ECLI:NL:RBZWB:2021:4883

Rechtbank Zeeland-West-Brabant

Datum uitspraak
29 september 2021
Publicatiedatum
29 september 2021
Zaaknummer
C/02/372784 / HA ZA 20-305
Instantie
Rechtbank Zeeland-West-Brabant
Type
Uitspraak
Rechtsgebied
Civiel recht
Procedures
  • Bodemzaak
Rechters
  • R. Römers
Vindplaatsen
  • Rechtspraak.nl
AI samenvatting door LexboostAutomatisch gegenereerd

Vordering tot betaling van facturen en verrekening in civiele procedure tussen AVRA BV en SPIE NEDERLAND BV

In deze civiele procedure heeft de Rechtbank Zeeland-West-Brabant op 29 september 2021 uitspraak gedaan in de zaak tussen AVRA BV, eiseres, en SPIE NEDERLAND BV, gedaagde.

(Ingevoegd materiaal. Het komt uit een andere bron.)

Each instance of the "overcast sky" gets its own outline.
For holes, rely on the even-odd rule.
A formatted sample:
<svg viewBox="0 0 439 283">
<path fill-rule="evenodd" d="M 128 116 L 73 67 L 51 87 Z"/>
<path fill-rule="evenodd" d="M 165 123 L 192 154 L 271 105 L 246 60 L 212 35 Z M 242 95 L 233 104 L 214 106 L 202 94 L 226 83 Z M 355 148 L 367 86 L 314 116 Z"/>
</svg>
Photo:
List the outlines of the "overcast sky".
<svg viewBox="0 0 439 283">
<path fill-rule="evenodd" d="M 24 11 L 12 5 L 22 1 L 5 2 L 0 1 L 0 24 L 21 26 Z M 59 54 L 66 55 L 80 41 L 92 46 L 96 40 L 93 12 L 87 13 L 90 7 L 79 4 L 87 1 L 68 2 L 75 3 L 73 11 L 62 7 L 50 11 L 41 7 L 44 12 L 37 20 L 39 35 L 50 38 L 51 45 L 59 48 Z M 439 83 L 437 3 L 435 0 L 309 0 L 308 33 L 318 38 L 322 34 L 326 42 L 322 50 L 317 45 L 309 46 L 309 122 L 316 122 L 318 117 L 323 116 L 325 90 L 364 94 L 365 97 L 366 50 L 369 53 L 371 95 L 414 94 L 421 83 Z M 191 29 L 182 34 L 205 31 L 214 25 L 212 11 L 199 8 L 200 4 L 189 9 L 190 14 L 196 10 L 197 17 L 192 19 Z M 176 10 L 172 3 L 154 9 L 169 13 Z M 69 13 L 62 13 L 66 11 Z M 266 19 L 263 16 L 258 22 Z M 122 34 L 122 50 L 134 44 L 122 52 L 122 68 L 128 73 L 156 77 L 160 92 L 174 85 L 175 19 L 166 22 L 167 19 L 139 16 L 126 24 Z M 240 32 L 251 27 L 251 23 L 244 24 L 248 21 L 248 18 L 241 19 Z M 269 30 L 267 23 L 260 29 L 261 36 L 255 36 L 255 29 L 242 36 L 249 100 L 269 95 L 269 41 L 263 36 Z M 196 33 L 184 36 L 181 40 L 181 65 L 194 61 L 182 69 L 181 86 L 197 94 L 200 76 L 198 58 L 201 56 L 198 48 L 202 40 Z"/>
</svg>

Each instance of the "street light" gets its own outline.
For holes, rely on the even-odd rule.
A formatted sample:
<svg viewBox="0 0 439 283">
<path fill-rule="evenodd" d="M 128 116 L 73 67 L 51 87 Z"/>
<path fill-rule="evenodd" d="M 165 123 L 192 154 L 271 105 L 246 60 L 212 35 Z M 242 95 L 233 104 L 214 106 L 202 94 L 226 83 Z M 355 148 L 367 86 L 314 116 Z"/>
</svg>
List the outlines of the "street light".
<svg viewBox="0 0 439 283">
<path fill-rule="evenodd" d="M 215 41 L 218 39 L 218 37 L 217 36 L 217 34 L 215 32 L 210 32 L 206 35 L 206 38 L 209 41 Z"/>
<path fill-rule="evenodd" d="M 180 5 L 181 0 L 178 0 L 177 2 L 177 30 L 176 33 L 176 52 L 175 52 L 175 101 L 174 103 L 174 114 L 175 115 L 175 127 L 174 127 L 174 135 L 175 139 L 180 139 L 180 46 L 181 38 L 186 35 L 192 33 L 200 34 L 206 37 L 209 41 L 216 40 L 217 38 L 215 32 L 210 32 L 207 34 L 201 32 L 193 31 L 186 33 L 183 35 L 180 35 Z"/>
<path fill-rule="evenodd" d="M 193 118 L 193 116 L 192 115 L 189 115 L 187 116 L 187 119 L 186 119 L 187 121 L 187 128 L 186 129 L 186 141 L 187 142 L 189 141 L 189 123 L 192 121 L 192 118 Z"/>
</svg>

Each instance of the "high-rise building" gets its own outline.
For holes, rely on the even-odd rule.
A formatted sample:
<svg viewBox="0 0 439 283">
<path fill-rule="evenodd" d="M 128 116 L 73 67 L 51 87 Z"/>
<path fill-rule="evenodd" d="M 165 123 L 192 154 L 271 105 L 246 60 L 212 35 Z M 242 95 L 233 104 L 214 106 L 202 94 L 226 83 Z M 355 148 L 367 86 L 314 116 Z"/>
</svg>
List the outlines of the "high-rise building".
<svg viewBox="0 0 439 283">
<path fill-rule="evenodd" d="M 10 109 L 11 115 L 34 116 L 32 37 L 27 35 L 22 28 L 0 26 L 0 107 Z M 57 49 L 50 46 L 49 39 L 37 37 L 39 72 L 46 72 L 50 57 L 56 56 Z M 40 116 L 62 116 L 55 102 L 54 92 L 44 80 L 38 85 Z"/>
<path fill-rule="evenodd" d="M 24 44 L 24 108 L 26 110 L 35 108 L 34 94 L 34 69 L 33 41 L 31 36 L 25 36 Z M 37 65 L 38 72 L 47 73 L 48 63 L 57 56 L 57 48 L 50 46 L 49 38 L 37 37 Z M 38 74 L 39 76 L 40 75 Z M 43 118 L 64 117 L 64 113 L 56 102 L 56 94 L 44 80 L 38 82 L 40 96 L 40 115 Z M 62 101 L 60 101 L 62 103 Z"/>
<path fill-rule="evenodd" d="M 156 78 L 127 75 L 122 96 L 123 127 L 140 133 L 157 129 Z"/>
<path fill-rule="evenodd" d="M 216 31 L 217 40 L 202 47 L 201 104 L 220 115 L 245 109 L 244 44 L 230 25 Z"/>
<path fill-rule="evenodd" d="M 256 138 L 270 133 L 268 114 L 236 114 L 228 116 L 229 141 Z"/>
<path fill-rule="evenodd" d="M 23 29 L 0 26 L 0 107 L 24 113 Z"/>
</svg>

De rechtbank heeft geoordeeld dat de eisende partij, AVRA BV, voldoende heeft aangetoond dat er opdracht is gegeven voor de twee betwiste facturen, met nummers 243 en 187. De vordering van AVRA BV wordt toegewezen, waarbij de rechtbank voorbijgaat aan het verrekeningsverweer van SPIE NEDERLAND BV, waarover eerder in een tussenvonnis is geoordeeld.

De procedure is gestart met een tussenvonnis van 10 maart 2021, waarin AVRA BV de gelegenheid kreeg om duidelijkheid te geven over de facturen en de bijbehorende inkooporders. AVRA BV heeft de facturen en de relevante documenten overgelegd, waaruit blijkt dat SPIE NEDERLAND BV de verschuldigdheid van de facturen erkent. De rechtbank heeft vastgesteld dat SPIE NEDERLAND BV een bedrag van € 381.955,75 verschuldigd is aan AVRA BV, na erkenning van een eerdere betaling van € 249.980,25.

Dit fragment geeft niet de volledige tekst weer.